Todo o trabalho interno de exploração e integração nada mais é do que os primeiros passos preliminares e muito tímidos: pouco mais do que o mais rudimentar dos artifícios para distrair as pessoas por tempo suficiente de seus eus superficiais para que, talvez, por um momento ou dois ou até três, elas realmente comecem a enfrentar suas profundezas. Mas o objetivo final, como ele deixou bem claro, não é a integração.

É morrer e conscientemente nos deixarmos para trás, nos livrarmos de absolutamente tudo, eliminarmos todos os vestígios de identificação ou apego.

Quanto à existência de algum futuro: para mim foi bastante revelador, depois de anos dizendo às pessoas que nosso lugar é aqui no presente e que devemos deixar o futuro em paz porque ele pertence às pessoas do futuro, abrir o Livro Vermelho quando ele foi lançado e encontrar Jung dizendo a mesma coisa com as mesmas palavras. “O futuro deve ser deixado para aqueles que pertencem ao futuro.”
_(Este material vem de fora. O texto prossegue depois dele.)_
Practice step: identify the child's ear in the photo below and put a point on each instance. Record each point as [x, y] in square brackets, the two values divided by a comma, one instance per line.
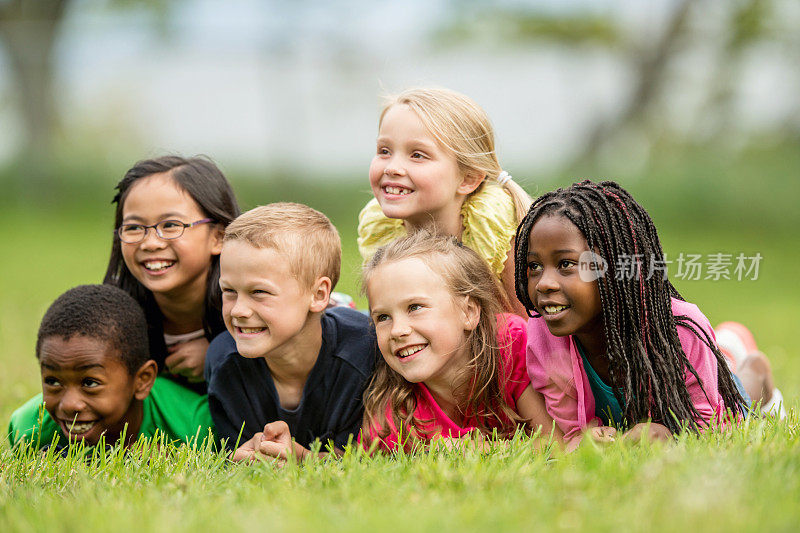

E, como ele paradoxalmente acrescenta, esse é “o grande caminho — o caminho do que está por vir”.

Assim como é necessário que haja pessoas que ajudem conscientemente a criar uma cultura, também é necessário que haja pessoas que ajudem conscientemente a acabar com ela. E este é o momento do catafalco, quando precisamos ser corajosos o suficiente para nos concentrarmos apenas no que é necessário, porque o catafalco também é para nós.

É o momento de aprendermos novamente nossas instruções primordiais ou originais, como os nativos americanos se referem a elas há séculos; é o momento de nos virarmos e encararmos nossos ancestrais, de dançarmos para os mortos.

KINGSLEY, P. Catafalque: Carl Jung and the end of humanity. London: Catafalque Press, 2018.